I understand your point, but your analogy is off. You can't make a ruler with that small of length increments because the Planck length is the smallest possible length and it is larger than your hypothetical ruler increments. Reality is in fact quantifiable with distinct units. Pi is not a length, nor is a square root, so how based in reality is math? Perhaps math is merely the realm of the imaginary but following rules of noncontradiction. It is a tool for prediction.
Discussion
A line is not a physical thing, so the imaginary ruler is not either, so the Planck length limit isn’t really relevant.

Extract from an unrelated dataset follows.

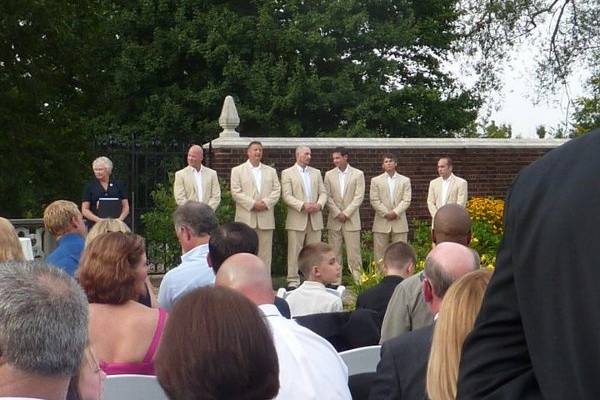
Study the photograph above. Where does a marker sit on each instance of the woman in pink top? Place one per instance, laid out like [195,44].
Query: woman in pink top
[124,333]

Pi is absolutely a number on the line, and the imaginary ruler can’t mark it, no matter how fine its units of measurement.
The analogy is between one degree of infinity, the kind you can get by dividing by ever smaller rational numbers and a higher order kind (real numbers) which represent every point on a line.
The ratio of rationals to reals is zero. The ratio of map to territory is zero. AI to Tao is zero.
Pi is absolutely NOT a number on the line. Please don't create new philosophies while defendjng old ones. Someone needs a math review.
Okay, so it's an imaginary line, a geometrical line. Those aren't real things, but you are using one as an example of what reality is. Sure, you can't make an imaginary ruler good enough to measure an imaginary line, but you could make a real ruler good enough to measure a real line.
Yes, it’s an analogy. The line is analogous to reality, the ruler is analogous to a map of reality. The ruler is not the line, it can only map certain points on it.
And I'm suggesting the analogy is bad. A line is continuous. Reality may not be, and in fact there is evidence that it is not.